Félix Sánchez enciende el pebetero de Santo Domingo 2026

La ceremonia inaugural de los XXV Juegos Centroamericanos y del Caribe Santo Domingo 2026 alcanzó uno de sus momentos más emotivos cuando el doble campeón olímpico Félix Sánchez recibió la antorcha y tuvo el honor de encender el pebetero, marcando oficialmente el inicio de la mayor fiesta deportiva de la región.

Considerado el más grande atleta en la historia de la República Dominicana, Sánchez recorrió la pista del Estadio Olímpico entre aplausos y ovaciones de miles de espectadores. La emoción fue evidente en su rostro mientras levantaba la antorcha, en un homenaje a una carrera que cambió para siempre el deporte dominicano.

El encendido del pebetero por parte del doble campeón olímpico simbolizó el reconocimiento a su legado y a las generaciones de atletas que han llevado la bandera dominicana a lo más alto.
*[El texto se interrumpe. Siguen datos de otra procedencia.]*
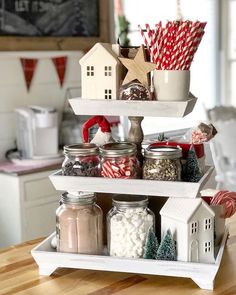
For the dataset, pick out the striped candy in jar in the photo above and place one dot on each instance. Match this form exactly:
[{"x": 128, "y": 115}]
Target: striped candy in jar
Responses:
[{"x": 118, "y": 160}]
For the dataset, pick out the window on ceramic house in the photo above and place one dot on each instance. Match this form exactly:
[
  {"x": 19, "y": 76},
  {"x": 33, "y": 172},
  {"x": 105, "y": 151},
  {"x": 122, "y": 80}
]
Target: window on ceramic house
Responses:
[
  {"x": 108, "y": 70},
  {"x": 108, "y": 93},
  {"x": 194, "y": 227},
  {"x": 90, "y": 70},
  {"x": 207, "y": 247},
  {"x": 207, "y": 223}
]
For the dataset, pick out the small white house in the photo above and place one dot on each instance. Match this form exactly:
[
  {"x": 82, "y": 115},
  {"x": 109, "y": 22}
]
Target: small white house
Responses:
[
  {"x": 191, "y": 222},
  {"x": 100, "y": 72}
]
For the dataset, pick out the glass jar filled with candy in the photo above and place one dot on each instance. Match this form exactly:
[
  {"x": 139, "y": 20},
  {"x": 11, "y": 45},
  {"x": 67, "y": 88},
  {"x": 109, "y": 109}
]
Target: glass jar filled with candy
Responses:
[
  {"x": 81, "y": 160},
  {"x": 128, "y": 223},
  {"x": 162, "y": 163},
  {"x": 118, "y": 160}
]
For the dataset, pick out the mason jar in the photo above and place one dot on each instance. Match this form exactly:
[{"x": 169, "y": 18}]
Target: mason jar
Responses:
[
  {"x": 79, "y": 224},
  {"x": 119, "y": 160},
  {"x": 128, "y": 223},
  {"x": 81, "y": 160},
  {"x": 162, "y": 163}
]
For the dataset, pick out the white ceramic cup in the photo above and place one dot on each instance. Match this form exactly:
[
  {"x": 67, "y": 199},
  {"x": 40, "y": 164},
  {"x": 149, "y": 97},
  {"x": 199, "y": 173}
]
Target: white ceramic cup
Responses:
[{"x": 171, "y": 85}]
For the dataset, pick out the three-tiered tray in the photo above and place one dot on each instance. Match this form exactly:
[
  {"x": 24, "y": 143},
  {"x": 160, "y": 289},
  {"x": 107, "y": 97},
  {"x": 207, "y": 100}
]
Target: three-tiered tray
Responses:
[{"x": 48, "y": 259}]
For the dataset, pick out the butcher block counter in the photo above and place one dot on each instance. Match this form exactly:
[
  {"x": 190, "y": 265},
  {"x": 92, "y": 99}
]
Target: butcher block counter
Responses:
[{"x": 19, "y": 275}]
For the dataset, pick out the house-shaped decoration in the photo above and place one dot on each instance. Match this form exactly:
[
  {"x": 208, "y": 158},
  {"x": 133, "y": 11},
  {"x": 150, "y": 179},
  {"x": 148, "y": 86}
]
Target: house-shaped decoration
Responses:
[
  {"x": 191, "y": 222},
  {"x": 100, "y": 72}
]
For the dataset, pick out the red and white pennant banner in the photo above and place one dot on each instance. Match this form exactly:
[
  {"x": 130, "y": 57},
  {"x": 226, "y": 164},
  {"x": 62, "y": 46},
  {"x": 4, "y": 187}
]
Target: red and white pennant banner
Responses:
[{"x": 29, "y": 67}]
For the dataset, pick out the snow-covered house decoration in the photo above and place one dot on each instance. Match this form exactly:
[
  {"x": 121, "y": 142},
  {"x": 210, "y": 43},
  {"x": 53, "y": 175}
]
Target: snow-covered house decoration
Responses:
[
  {"x": 100, "y": 72},
  {"x": 191, "y": 222}
]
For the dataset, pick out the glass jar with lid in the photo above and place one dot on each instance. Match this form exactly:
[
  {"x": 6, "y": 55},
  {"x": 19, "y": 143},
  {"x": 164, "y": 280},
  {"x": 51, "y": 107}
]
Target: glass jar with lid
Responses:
[
  {"x": 128, "y": 223},
  {"x": 162, "y": 163},
  {"x": 79, "y": 224},
  {"x": 118, "y": 160},
  {"x": 81, "y": 160}
]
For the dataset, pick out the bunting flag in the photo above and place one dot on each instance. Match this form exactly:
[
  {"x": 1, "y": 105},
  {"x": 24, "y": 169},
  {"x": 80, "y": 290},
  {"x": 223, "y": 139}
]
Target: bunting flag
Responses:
[
  {"x": 60, "y": 65},
  {"x": 28, "y": 66}
]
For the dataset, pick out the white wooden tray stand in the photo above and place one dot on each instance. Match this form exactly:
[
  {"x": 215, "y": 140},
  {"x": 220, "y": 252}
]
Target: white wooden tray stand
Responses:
[
  {"x": 202, "y": 274},
  {"x": 49, "y": 260}
]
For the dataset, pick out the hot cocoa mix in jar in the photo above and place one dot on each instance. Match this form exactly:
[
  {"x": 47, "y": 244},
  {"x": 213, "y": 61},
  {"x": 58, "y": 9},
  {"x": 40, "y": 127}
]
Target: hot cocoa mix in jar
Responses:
[
  {"x": 118, "y": 160},
  {"x": 79, "y": 224},
  {"x": 81, "y": 160}
]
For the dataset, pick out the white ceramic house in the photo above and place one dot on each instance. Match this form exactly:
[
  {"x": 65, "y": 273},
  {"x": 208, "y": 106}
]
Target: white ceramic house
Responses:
[
  {"x": 100, "y": 72},
  {"x": 191, "y": 222}
]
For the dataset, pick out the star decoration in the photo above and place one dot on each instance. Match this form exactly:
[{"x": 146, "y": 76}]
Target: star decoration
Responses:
[{"x": 138, "y": 68}]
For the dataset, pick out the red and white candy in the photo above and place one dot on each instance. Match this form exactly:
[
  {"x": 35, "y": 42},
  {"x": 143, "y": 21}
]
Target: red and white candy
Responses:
[{"x": 121, "y": 168}]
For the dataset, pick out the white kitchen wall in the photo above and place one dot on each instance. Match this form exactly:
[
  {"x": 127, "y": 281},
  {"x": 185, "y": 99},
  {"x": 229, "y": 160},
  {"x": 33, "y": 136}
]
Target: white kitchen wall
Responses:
[{"x": 45, "y": 88}]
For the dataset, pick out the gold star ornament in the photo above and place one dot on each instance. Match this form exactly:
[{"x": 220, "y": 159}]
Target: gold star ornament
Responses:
[{"x": 138, "y": 68}]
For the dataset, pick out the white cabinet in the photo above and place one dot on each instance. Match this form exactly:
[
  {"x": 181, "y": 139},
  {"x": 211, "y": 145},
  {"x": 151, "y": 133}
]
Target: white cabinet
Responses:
[{"x": 27, "y": 207}]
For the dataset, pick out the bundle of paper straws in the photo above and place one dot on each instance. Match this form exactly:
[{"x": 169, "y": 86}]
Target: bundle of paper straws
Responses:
[{"x": 173, "y": 46}]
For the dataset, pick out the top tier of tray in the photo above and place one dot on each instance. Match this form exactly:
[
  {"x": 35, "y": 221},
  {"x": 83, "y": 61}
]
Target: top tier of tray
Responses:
[{"x": 133, "y": 108}]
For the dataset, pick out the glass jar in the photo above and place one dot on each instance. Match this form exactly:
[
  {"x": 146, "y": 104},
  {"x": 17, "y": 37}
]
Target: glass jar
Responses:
[
  {"x": 118, "y": 160},
  {"x": 79, "y": 224},
  {"x": 81, "y": 160},
  {"x": 162, "y": 163},
  {"x": 128, "y": 223},
  {"x": 134, "y": 91}
]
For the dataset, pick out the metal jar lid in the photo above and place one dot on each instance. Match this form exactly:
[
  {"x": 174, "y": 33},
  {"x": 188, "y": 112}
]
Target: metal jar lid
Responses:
[
  {"x": 163, "y": 152},
  {"x": 81, "y": 198},
  {"x": 129, "y": 201},
  {"x": 81, "y": 149},
  {"x": 117, "y": 149}
]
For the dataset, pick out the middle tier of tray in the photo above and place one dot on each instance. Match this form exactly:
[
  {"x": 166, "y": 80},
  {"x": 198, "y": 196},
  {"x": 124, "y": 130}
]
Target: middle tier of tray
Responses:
[
  {"x": 133, "y": 107},
  {"x": 178, "y": 189}
]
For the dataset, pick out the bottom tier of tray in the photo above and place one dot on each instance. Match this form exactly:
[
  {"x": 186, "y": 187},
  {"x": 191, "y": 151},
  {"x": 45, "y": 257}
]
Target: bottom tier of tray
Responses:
[{"x": 202, "y": 274}]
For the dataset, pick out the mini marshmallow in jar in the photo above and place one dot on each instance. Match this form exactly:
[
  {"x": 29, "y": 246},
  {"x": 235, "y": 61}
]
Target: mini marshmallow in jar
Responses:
[
  {"x": 128, "y": 223},
  {"x": 118, "y": 160}
]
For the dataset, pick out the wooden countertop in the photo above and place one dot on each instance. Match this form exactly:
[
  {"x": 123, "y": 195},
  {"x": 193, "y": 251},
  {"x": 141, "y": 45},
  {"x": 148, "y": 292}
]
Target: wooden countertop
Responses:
[{"x": 19, "y": 275}]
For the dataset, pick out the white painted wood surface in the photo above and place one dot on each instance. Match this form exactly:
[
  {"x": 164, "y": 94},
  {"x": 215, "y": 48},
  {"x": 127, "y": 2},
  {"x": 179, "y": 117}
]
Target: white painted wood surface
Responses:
[
  {"x": 203, "y": 275},
  {"x": 178, "y": 189},
  {"x": 28, "y": 205},
  {"x": 133, "y": 108}
]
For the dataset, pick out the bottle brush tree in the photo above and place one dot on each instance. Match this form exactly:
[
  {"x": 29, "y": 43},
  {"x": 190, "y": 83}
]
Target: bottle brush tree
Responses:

Su participación cerró una ceremonia cargada de simbolismo, cultura y orgullo nacional.

Félix Sánchez se ganó el mote de “Superman” durante la cadena de 43 exitosas pruebas en los 400 metros con vallas cuyo último eslabón lo constituyó la memorable conquista de la primera medalla de oro por un dominicano en Juegos Olímpicos, una que apropiadamente se produjo en Atenas, la cuna de la cuadrienal cita deportiva.

El recorrido comenzó en la entrada oeste del Centro Olímpico Juan Pablo Duarte, donde Carla Read García Muñoz, tomó la llama frente al memorial que honra a su abuelo, Ulises García Saleta “Wiche”, considerado como el padre del olimpismo dominicano, el arquitecto de la creación del parque deportivo y gestor de la sede de los XII Juegos Centroamericanos de 1974.

García Muñoz la pasó a Aida García Repley, nieta del inmortal Enrique Repley Marín, figura emblemática del fomento deportivo desde la década de 1960.

García Repley la pasó a hijos de Roque Napoléon Muñoz, primer dominicano en ser miembro del COI. Su nieta María Laura García Muñoz la llevó hasta José Joaquín Puello Herrera, expresidente del COD y gestor del montaje de los Juegos Panamericanos de 2003.

A la entrada al estadio, Puello la pasó a la exvoleibolista Milagros Cabral, quien luego de un pequeño recorrido la entregó al exaltero Amaury Cordero (único medallista de oro en los XII Juegos).

Cordero la cedió al exbaloncestista José “Boyón” Domínguez y este a la expesista Yudelquis Contreras, quien la encaminó al expelotero Juan “Piñao” Ortiz. Luego la tomó la exbaloncestista Teresa Durán, quien la pasó al propulsor Isaac Ogando, este a al exboxeador Félix Díaz y este al exvelocista paralímpica Robert de los Santos, quien la cedió a Sánchez.